Dame Fiona Caldicott, who is leading an independent review of the balance between patient confidentiality and information sharing, said she had heard this idea before and was interested in investigating it further.

Presenting at the event, she said questions were arising about the role of data controllers and information governance during the transition brought about by the Health and Social Care Bill.

While primary care trusts were traditionally responsible at dealing with IG, there were questions about whether CCGs were ready to take on the responsibility of commissioning data flows.

Local government also had new responsibilities with regards to public health data flows, but had variable records on their ability to deal with that.

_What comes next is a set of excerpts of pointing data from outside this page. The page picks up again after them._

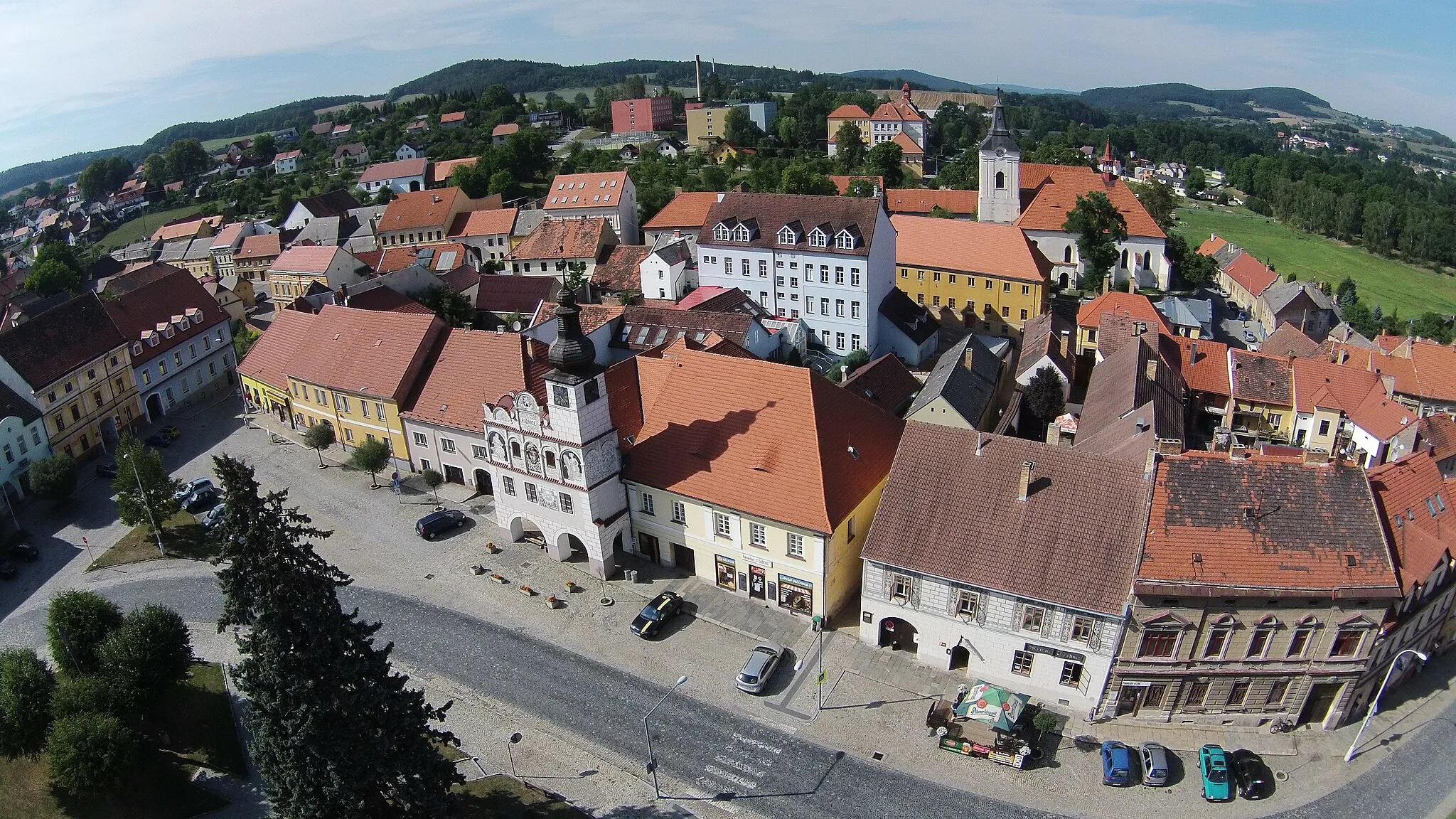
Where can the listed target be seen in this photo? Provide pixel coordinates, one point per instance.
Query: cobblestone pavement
(874, 700)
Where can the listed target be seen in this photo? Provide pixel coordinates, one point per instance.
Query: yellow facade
(982, 304)
(354, 417)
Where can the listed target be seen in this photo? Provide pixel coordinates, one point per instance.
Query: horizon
(1361, 60)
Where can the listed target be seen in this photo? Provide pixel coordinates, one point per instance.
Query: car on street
(1251, 774)
(432, 525)
(661, 609)
(1117, 764)
(1155, 764)
(759, 668)
(191, 487)
(1214, 767)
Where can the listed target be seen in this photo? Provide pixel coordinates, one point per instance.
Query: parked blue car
(1117, 764)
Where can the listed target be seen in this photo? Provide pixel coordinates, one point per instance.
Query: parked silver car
(756, 672)
(1155, 764)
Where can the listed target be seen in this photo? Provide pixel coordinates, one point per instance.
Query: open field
(141, 228)
(1382, 282)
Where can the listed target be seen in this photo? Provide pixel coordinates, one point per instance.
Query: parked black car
(437, 522)
(663, 606)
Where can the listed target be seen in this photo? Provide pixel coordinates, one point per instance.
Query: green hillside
(1382, 282)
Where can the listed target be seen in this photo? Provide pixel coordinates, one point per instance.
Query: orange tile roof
(369, 352)
(269, 356)
(1120, 304)
(1264, 522)
(483, 223)
(473, 368)
(761, 437)
(1414, 491)
(924, 200)
(586, 190)
(1057, 188)
(422, 209)
(687, 209)
(968, 247)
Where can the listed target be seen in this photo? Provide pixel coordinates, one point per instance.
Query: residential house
(73, 365)
(181, 343)
(1260, 594)
(980, 276)
(781, 480)
(1005, 589)
(296, 269)
(596, 196)
(400, 177)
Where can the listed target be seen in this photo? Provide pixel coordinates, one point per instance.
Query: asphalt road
(717, 751)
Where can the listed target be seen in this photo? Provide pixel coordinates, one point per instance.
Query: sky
(86, 75)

Dame Fiona said there was anxiety about the role of commissioning support services.

“Clearly they’re going to have a lot of power in commissioning world, covering large areas of the country and at the moment we have a silence on how – being established – they see their responsibilities in this area,” she said.

Dame Fiona said she was concerned about the fragmentation of people experienced in managing and advising on IG issues across various different agencies.

The Care Quality Commission was likely to take up some of the responsibilities currently held by the National Information Governance Board.

“There are dangers in having different bodies responsible for IG in their areas, where do they get that expertise that comes from regularly working in the area?”

Added to concerns about expertise, were issues around independence as traditionally, many people giving advice to organisations on IG matters were independent of them.

“It’s very concerning that we are going to lose that independent view that can be very helpful for challenging people who are doing things with data that are not on the legislative framework,” she explained.

Dame Fiona said while it was right to be concerned about the wide access to information provided by technology, people should also focus on the security of the piles of paper often scattered around health organisations.

“We need to be much more aware of IG wherever information is, not just worry about technology,” she added.

Dame Fiona said the NHS Future Forum had been very clear about the need to balance the benefits of sharing information with issues of security and privacy.

“Many clinicians behave as if the data is theirs. The data is the patient’s data,” She said, adding that there needs to be more discussion with patients about what information they expect to be shared between the different clinicians involved in their care.

She said her 15 member panel would be working hard over the coming months to determine the scope of the review and work through these issues.